As Dr. Hatfill correctly asserts, "Ms. Locy stands in precisely the analogous position" as the contemnors in Massachusetts Sch. of Law and HMCA]. Plaintiff Steven J. Hatfill's Reply Memorandum in Support of His Motion to Find Toni Locy in Contempt of Court [D.E. # 216] at 9 n.4. "While her reporting was conducted within the scope of her employment for USA Today, her contempt was not." Id. (internal quotation and citation omitted). "It began long after she left the employment of USA Today." Id. Dr. Hatfill further notes that Ms. Locy "has emphasized to this Court that she herself, and no one at [USA Today] . . . can answer the questions she has been ordered to answer." Id. (citing Locy Opp'n. at 7). It is, therefore, Ms. Locy who is personally responsible for her disobedience of the Court's order, and, as she acknowledges, only she has the ability to bring herself into compliance. Thus, because Ms. Locy is the only person who has the ability to comply with the Court's order, she alone should be required to bear the financial burden of her choice not to do so. See Mass. School of Law , 914 F. Supp. at 1179-80 (E.D.Pa. 1996) (requiring the contemnor to personally pay contempt fines due to his inexcusable misconduct).
Moreover, one of the purposes of civil contempt is to "coerce compliance with the court's order." In re Magwood, 785 F.2d 1077, 1081 (D.C. Cir. 1986). To relieve a contemnor of the order's coercive impact by allowing the contemnor to receive reimbursement for her disobedient behavior defeats this underlying rationale and would handicap the court's ability to extract the compliance it seeks. Cf. In re HMCA (Carolina), Inc, 301 B.R. at 765 (stating that "[t]o have any meaning, these sanctions must be paid by the wrongdoers"). Furthermore, permitting reimbursement would encourage others to disregard court orders, knowing that they will not ultimately be held personally responsible for their disobedience. See Mass. School of Law , 914 F. Supp. at 1179 (stating that one purpose of a contempt sanction is to "deter others from engaging in similar conduct") (citing Wouters v. Martin County, 9 F.3d 924, 933 (11th Cir. 1993). Thus, the Court will preclude Ms. Locy from accepting reimbursement to satisfy the monetary sanction imposed by the Court.

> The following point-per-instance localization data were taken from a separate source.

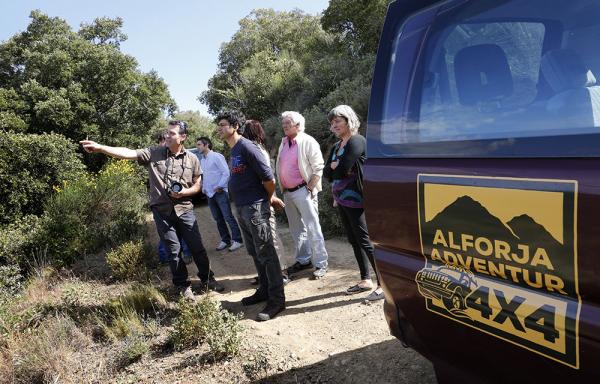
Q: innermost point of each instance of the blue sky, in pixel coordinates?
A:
(180, 39)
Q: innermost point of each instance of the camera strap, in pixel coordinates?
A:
(167, 173)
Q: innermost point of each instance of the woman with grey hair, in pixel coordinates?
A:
(344, 169)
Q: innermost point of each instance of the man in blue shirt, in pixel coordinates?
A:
(253, 188)
(214, 186)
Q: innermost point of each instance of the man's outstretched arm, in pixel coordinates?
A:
(118, 152)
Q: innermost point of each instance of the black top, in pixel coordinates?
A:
(347, 176)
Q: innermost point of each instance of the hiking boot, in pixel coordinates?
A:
(270, 311)
(319, 273)
(254, 299)
(375, 295)
(297, 267)
(235, 246)
(187, 294)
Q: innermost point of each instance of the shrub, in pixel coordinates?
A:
(95, 211)
(30, 166)
(10, 279)
(130, 314)
(22, 239)
(206, 321)
(130, 350)
(127, 260)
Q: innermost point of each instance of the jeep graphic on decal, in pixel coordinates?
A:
(517, 237)
(449, 284)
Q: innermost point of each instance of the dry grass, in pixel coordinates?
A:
(45, 354)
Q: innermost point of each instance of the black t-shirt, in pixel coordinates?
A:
(248, 171)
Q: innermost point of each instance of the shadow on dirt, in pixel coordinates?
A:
(385, 362)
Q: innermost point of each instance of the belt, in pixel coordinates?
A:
(297, 187)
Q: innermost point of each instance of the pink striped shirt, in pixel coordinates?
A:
(289, 172)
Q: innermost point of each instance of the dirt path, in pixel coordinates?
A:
(324, 336)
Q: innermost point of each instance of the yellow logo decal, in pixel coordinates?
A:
(500, 256)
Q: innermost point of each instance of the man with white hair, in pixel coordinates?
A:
(299, 170)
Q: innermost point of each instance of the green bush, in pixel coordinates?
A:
(206, 321)
(95, 211)
(10, 279)
(31, 165)
(130, 350)
(131, 315)
(143, 299)
(127, 260)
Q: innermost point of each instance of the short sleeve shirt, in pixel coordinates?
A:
(165, 167)
(249, 169)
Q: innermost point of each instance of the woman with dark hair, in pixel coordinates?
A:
(344, 169)
(254, 132)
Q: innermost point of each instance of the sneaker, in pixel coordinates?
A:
(375, 295)
(187, 259)
(254, 299)
(297, 267)
(235, 246)
(221, 246)
(270, 311)
(212, 285)
(319, 273)
(186, 293)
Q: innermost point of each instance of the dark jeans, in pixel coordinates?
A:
(221, 211)
(256, 230)
(170, 228)
(358, 236)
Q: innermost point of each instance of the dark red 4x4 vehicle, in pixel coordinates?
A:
(482, 186)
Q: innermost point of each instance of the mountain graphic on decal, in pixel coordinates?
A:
(469, 217)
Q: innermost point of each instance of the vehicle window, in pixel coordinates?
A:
(515, 70)
(477, 76)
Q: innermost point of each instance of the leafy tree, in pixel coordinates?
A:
(264, 66)
(200, 125)
(357, 22)
(78, 84)
(30, 166)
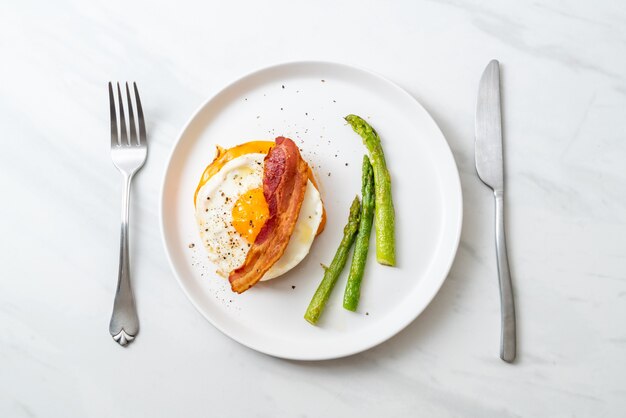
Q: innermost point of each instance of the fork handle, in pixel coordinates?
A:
(124, 324)
(507, 305)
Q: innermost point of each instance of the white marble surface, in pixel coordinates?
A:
(564, 77)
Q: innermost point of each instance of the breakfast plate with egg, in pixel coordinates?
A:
(256, 195)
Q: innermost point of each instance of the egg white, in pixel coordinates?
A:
(226, 248)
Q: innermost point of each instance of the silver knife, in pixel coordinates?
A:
(490, 168)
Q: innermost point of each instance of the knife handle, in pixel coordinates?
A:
(507, 305)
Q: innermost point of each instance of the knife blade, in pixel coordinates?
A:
(490, 169)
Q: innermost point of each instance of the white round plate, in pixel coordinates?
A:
(306, 101)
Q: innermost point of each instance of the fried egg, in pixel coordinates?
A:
(231, 210)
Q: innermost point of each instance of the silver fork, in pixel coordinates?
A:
(129, 152)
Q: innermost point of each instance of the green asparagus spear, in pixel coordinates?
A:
(384, 213)
(332, 272)
(353, 286)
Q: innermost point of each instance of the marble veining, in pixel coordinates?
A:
(564, 107)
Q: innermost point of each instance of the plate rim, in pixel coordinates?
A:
(447, 265)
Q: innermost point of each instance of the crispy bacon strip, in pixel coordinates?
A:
(284, 184)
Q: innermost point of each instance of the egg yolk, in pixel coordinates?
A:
(225, 155)
(250, 213)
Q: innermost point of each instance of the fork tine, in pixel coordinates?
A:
(114, 139)
(123, 134)
(142, 125)
(131, 118)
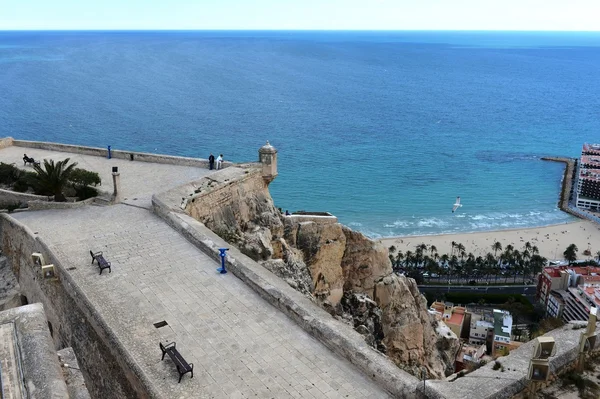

This Court appreciates the importance of the media's ability to freely report the news in a democratic society like the United States. But just as the First Amendment is a fundamental component of the American system, so too is the rule of law and the doctrine of stare decisis. These latter two principles compel this Court to adhere to the dictates of its appellate court. The District Court of Columbia Circuit, having spoken in Lee, compels compliance by this Court. Failing to see a material difference between Ms. Locy's situation and the reporters whose contempt citations were affirmed in Lee, her request to stay this Court's contempt citation must be denied. In addition, to maximize the potential that Ms. Locy will ultimately comply with the Court's order that she reveal her sources at the DOJ and FBI who disclosed information to her about the anthrax investigation, Ms. Locy is required to personally bear the responsibility of paying the fine the Court imposed in conjunction with its contempt citation.